Orhan Pamuk, İstanbul adlı romanında Haliç Vapuru adlı bir bölüme yer verir. Pamuk’un İstanbul’u ve şehrin genel atmosferini hüzünle birleştirir. İstanbul’u hüzünlü bir şehir olarak ifade eden Pamuk, özellikle de şehrin manzaralarını yaşantısının farklı zamanlarında gördüğünü ve her zaman manzaranın farklı olduğunu yazar. Özellikle Haliç’in onun için önemi ayrıdır. Pamuk Haliç manzarasıyla ilgili şunları yazar:
‘‘…. Haliç manzarasını görüp hatırlayınca bu yerlere ilk geldiğim zamanki dertli, tasalı halimi ve aynı yerden, aynı noktadan baktığım manzaranın şimdi bana ne kadar değişik gözüktüğünü anlardım. Manzarayı yanlış hatırlama değildi bu, yalnızca aynı manzaraya bambaşka bir duyguyla bakmaktı.’’ (Istanbul, sf 320)

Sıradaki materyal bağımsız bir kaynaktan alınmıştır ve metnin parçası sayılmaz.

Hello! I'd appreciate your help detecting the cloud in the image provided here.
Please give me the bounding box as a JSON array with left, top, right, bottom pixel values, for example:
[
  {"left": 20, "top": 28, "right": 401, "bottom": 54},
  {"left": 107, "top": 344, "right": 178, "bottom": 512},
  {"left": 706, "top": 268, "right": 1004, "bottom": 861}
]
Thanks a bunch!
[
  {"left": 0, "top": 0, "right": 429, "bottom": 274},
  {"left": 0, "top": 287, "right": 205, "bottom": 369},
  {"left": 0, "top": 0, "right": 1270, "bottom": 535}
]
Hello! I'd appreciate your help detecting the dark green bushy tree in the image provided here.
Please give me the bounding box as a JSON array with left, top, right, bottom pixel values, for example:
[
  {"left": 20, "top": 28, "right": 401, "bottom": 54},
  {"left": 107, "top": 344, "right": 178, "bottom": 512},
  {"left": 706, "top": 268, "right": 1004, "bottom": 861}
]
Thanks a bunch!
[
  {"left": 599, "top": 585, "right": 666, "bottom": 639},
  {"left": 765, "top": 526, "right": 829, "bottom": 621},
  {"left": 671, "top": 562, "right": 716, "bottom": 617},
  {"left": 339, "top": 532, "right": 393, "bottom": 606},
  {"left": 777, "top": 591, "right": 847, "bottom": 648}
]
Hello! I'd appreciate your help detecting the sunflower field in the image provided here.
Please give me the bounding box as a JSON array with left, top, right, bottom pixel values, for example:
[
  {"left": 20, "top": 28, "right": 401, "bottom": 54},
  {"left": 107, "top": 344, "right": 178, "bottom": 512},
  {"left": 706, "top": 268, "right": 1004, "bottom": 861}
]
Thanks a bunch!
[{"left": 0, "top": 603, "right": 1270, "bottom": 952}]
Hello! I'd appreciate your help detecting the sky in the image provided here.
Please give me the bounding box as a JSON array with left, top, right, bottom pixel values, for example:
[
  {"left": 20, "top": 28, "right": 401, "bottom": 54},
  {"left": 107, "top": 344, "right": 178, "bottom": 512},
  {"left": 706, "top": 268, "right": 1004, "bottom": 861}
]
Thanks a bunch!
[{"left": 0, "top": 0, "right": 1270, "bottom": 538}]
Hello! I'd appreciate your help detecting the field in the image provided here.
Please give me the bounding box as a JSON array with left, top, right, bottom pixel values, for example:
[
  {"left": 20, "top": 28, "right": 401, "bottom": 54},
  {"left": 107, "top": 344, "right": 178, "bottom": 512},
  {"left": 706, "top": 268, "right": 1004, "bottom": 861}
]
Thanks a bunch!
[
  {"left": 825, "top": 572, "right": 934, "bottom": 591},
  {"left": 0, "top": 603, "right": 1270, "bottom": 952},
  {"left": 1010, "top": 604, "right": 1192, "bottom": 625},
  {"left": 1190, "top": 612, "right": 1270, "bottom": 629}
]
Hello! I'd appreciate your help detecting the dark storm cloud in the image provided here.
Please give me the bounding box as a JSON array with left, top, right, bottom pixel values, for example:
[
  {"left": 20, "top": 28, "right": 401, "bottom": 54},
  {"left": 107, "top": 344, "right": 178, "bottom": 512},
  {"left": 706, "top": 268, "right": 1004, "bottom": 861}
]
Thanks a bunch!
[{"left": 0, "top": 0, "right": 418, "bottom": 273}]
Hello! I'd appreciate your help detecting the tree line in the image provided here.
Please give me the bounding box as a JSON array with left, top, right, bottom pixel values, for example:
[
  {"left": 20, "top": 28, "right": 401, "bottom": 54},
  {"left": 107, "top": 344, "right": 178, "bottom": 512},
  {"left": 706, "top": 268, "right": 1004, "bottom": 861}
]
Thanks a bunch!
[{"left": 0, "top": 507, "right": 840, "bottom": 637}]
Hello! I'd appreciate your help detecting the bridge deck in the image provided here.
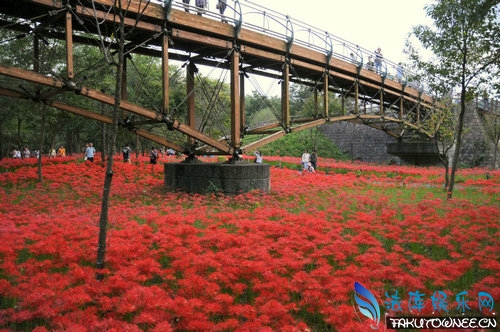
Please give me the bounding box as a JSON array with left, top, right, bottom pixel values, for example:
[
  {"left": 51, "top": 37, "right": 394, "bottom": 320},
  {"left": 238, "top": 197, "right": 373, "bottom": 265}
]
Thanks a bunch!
[{"left": 0, "top": 0, "right": 435, "bottom": 155}]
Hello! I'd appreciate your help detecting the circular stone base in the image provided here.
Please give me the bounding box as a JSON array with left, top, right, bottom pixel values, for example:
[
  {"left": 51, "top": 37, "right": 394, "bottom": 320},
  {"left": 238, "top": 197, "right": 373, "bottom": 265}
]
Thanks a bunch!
[{"left": 165, "top": 162, "right": 271, "bottom": 194}]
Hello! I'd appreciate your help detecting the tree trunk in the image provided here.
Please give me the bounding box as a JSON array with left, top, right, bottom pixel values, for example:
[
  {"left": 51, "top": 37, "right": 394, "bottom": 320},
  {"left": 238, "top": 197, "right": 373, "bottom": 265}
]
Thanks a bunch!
[
  {"left": 37, "top": 104, "right": 46, "bottom": 182},
  {"left": 96, "top": 1, "right": 125, "bottom": 280},
  {"left": 448, "top": 91, "right": 466, "bottom": 199}
]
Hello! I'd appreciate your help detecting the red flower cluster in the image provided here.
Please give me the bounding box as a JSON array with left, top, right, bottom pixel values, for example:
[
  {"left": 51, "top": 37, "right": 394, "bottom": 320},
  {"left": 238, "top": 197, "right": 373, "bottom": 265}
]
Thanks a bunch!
[{"left": 0, "top": 157, "right": 500, "bottom": 331}]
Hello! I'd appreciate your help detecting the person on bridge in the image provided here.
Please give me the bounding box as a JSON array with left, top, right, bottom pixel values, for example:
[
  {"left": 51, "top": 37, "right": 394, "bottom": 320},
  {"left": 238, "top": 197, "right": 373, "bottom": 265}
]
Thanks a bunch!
[
  {"left": 375, "top": 47, "right": 384, "bottom": 74},
  {"left": 215, "top": 0, "right": 227, "bottom": 23},
  {"left": 196, "top": 0, "right": 208, "bottom": 16},
  {"left": 182, "top": 0, "right": 191, "bottom": 13},
  {"left": 366, "top": 55, "right": 375, "bottom": 71}
]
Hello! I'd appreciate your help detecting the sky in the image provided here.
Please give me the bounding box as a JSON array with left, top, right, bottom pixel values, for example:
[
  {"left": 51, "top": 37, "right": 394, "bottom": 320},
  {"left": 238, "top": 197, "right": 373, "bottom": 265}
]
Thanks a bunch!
[{"left": 240, "top": 0, "right": 433, "bottom": 63}]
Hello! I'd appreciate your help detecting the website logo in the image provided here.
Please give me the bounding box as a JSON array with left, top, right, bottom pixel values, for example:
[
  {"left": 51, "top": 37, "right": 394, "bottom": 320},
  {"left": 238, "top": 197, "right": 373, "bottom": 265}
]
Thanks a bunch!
[{"left": 354, "top": 281, "right": 380, "bottom": 330}]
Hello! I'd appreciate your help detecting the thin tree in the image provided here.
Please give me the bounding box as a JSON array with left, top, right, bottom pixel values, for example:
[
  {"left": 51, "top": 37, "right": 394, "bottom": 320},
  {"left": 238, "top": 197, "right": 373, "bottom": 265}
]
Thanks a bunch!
[
  {"left": 406, "top": 0, "right": 500, "bottom": 198},
  {"left": 96, "top": 0, "right": 125, "bottom": 280}
]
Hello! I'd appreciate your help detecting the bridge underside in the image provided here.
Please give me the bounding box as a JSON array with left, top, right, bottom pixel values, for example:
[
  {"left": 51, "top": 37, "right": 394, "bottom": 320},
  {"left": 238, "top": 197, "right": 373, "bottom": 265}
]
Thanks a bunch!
[{"left": 0, "top": 0, "right": 435, "bottom": 161}]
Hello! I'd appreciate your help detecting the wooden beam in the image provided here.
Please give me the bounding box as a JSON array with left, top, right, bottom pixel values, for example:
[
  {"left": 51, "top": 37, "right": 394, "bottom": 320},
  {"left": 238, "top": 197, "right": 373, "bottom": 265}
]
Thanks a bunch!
[
  {"left": 161, "top": 36, "right": 170, "bottom": 113},
  {"left": 230, "top": 50, "right": 241, "bottom": 148},
  {"left": 281, "top": 61, "right": 290, "bottom": 129}
]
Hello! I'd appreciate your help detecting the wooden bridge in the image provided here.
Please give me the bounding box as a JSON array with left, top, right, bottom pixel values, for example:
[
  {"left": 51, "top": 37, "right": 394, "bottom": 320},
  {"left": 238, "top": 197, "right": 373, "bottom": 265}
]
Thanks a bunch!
[{"left": 0, "top": 0, "right": 435, "bottom": 155}]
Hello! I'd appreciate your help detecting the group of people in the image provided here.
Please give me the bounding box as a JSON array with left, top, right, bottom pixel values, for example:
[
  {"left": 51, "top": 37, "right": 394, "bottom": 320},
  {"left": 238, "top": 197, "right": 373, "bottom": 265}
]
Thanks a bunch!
[
  {"left": 182, "top": 0, "right": 227, "bottom": 23},
  {"left": 10, "top": 145, "right": 66, "bottom": 159},
  {"left": 301, "top": 149, "right": 318, "bottom": 173},
  {"left": 10, "top": 148, "right": 34, "bottom": 159},
  {"left": 366, "top": 47, "right": 384, "bottom": 74}
]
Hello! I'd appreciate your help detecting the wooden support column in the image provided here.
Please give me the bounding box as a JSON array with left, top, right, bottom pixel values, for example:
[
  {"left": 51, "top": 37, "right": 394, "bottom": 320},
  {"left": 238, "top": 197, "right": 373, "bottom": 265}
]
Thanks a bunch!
[
  {"left": 323, "top": 75, "right": 330, "bottom": 119},
  {"left": 354, "top": 80, "right": 359, "bottom": 114},
  {"left": 121, "top": 55, "right": 128, "bottom": 100},
  {"left": 186, "top": 62, "right": 196, "bottom": 128},
  {"left": 240, "top": 72, "right": 247, "bottom": 128},
  {"left": 281, "top": 62, "right": 290, "bottom": 129},
  {"left": 231, "top": 50, "right": 241, "bottom": 148},
  {"left": 161, "top": 36, "right": 170, "bottom": 113},
  {"left": 314, "top": 87, "right": 319, "bottom": 115},
  {"left": 399, "top": 96, "right": 404, "bottom": 120},
  {"left": 33, "top": 33, "right": 40, "bottom": 73},
  {"left": 340, "top": 89, "right": 346, "bottom": 116},
  {"left": 66, "top": 12, "right": 75, "bottom": 79}
]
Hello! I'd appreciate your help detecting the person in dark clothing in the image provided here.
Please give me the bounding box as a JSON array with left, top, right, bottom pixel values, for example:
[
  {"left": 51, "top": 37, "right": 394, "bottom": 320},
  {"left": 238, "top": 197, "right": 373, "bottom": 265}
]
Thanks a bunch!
[{"left": 309, "top": 150, "right": 318, "bottom": 170}]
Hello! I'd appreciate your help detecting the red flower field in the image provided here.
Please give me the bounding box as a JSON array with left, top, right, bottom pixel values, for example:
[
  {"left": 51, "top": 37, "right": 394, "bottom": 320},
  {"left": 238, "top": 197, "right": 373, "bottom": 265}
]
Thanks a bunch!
[{"left": 0, "top": 157, "right": 500, "bottom": 331}]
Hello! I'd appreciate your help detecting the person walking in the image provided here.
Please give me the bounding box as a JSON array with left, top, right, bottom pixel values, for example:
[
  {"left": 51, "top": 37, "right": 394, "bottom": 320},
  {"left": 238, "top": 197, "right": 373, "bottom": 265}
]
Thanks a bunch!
[
  {"left": 301, "top": 149, "right": 310, "bottom": 170},
  {"left": 215, "top": 0, "right": 227, "bottom": 23},
  {"left": 375, "top": 47, "right": 384, "bottom": 74},
  {"left": 149, "top": 147, "right": 158, "bottom": 172},
  {"left": 309, "top": 150, "right": 318, "bottom": 171},
  {"left": 254, "top": 151, "right": 262, "bottom": 164},
  {"left": 123, "top": 145, "right": 132, "bottom": 163},
  {"left": 182, "top": 0, "right": 191, "bottom": 13},
  {"left": 196, "top": 0, "right": 208, "bottom": 16}
]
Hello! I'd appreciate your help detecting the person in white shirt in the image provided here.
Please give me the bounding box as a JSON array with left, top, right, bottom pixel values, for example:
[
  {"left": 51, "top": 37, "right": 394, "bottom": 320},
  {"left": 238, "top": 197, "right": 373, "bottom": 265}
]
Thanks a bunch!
[{"left": 302, "top": 149, "right": 311, "bottom": 170}]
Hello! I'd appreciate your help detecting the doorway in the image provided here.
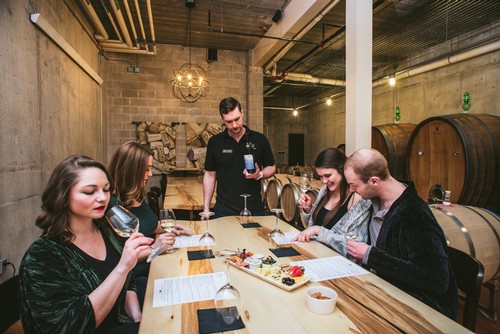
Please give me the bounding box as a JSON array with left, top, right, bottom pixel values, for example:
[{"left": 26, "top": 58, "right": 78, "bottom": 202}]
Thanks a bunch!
[{"left": 288, "top": 133, "right": 304, "bottom": 166}]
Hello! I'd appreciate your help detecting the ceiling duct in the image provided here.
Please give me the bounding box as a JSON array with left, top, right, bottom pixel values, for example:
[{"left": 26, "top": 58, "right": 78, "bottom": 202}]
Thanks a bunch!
[{"left": 80, "top": 0, "right": 156, "bottom": 55}]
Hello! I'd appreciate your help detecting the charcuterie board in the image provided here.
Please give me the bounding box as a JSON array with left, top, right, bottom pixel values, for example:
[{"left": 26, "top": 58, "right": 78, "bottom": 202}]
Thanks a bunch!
[{"left": 229, "top": 261, "right": 311, "bottom": 291}]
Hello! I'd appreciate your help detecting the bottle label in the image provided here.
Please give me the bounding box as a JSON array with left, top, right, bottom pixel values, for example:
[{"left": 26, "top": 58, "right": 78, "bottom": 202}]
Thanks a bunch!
[{"left": 243, "top": 154, "right": 255, "bottom": 173}]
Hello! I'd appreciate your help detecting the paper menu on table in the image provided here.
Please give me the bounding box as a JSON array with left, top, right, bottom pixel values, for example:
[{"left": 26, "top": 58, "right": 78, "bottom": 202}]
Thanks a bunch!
[
  {"left": 174, "top": 234, "right": 215, "bottom": 248},
  {"left": 153, "top": 272, "right": 226, "bottom": 307},
  {"left": 273, "top": 231, "right": 316, "bottom": 245},
  {"left": 290, "top": 255, "right": 369, "bottom": 282}
]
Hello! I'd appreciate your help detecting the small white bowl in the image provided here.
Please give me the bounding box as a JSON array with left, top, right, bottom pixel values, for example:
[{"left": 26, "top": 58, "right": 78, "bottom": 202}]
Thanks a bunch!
[
  {"left": 306, "top": 285, "right": 337, "bottom": 314},
  {"left": 245, "top": 259, "right": 262, "bottom": 270},
  {"left": 250, "top": 254, "right": 266, "bottom": 261}
]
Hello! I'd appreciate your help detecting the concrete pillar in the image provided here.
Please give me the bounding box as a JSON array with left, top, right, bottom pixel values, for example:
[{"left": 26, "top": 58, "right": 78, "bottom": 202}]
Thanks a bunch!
[{"left": 346, "top": 0, "right": 372, "bottom": 155}]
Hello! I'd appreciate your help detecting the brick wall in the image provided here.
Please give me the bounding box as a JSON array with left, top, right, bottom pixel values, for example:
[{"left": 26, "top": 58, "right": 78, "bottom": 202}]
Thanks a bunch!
[{"left": 104, "top": 45, "right": 263, "bottom": 167}]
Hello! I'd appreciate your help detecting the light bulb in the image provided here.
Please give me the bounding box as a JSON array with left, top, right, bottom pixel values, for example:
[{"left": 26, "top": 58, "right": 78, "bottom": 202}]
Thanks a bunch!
[{"left": 389, "top": 74, "right": 396, "bottom": 87}]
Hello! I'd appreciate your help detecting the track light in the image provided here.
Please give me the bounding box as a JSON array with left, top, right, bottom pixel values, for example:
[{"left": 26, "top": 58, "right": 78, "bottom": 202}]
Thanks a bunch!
[{"left": 389, "top": 74, "right": 396, "bottom": 87}]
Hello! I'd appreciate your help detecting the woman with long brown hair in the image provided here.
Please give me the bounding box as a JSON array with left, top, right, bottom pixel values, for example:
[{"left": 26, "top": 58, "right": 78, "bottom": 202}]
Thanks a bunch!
[
  {"left": 19, "top": 156, "right": 153, "bottom": 333},
  {"left": 294, "top": 148, "right": 371, "bottom": 255}
]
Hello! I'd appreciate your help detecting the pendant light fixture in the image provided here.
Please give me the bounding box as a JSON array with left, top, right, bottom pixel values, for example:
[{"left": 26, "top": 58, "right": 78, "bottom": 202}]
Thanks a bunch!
[{"left": 172, "top": 0, "right": 209, "bottom": 103}]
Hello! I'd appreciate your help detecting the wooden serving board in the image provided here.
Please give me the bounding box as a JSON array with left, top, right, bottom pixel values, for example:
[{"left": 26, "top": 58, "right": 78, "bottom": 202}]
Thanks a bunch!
[{"left": 229, "top": 261, "right": 311, "bottom": 291}]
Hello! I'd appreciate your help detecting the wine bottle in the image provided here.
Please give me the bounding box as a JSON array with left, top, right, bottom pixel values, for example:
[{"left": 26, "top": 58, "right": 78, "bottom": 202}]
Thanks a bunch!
[{"left": 243, "top": 134, "right": 255, "bottom": 174}]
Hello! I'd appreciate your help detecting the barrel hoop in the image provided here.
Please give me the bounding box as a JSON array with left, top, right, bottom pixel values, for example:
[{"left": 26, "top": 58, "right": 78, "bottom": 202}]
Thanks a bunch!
[
  {"left": 466, "top": 206, "right": 500, "bottom": 277},
  {"left": 432, "top": 206, "right": 476, "bottom": 258},
  {"left": 442, "top": 116, "right": 477, "bottom": 203}
]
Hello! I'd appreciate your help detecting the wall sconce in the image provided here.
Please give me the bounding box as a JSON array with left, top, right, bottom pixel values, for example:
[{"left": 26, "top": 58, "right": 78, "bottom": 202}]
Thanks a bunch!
[{"left": 389, "top": 74, "right": 396, "bottom": 87}]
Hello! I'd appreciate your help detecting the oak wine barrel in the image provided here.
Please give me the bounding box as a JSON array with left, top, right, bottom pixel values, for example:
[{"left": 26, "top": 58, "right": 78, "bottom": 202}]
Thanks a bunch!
[
  {"left": 266, "top": 174, "right": 292, "bottom": 210},
  {"left": 372, "top": 123, "right": 416, "bottom": 180},
  {"left": 280, "top": 183, "right": 300, "bottom": 225},
  {"left": 408, "top": 114, "right": 500, "bottom": 213},
  {"left": 429, "top": 204, "right": 500, "bottom": 282}
]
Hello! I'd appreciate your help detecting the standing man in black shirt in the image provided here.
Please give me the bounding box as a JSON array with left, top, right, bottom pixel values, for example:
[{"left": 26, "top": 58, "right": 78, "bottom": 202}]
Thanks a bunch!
[{"left": 203, "top": 97, "right": 276, "bottom": 218}]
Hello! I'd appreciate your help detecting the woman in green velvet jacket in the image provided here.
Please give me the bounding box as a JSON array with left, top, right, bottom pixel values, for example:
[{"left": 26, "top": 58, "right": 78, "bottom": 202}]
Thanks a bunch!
[{"left": 19, "top": 156, "right": 153, "bottom": 333}]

Tüm bunları anlatırken Haliç’in manzarasından bahseder. Bu manzara içine yerleşen fabrikaların ve tersanenin genel karanlık havası, yıpranmışlık ve eskilik nedeniyle kendisine hep geceymiş gibi göründüğünden bahseder. Şimdi ise Haliç değişmektedir. Bu değişim olurken elde kalan ya da uçup giden ilham ne olacak ve nasıl bir yere konumlanacak, Haliç ve Tersane’nin yeni durumu gösterecek.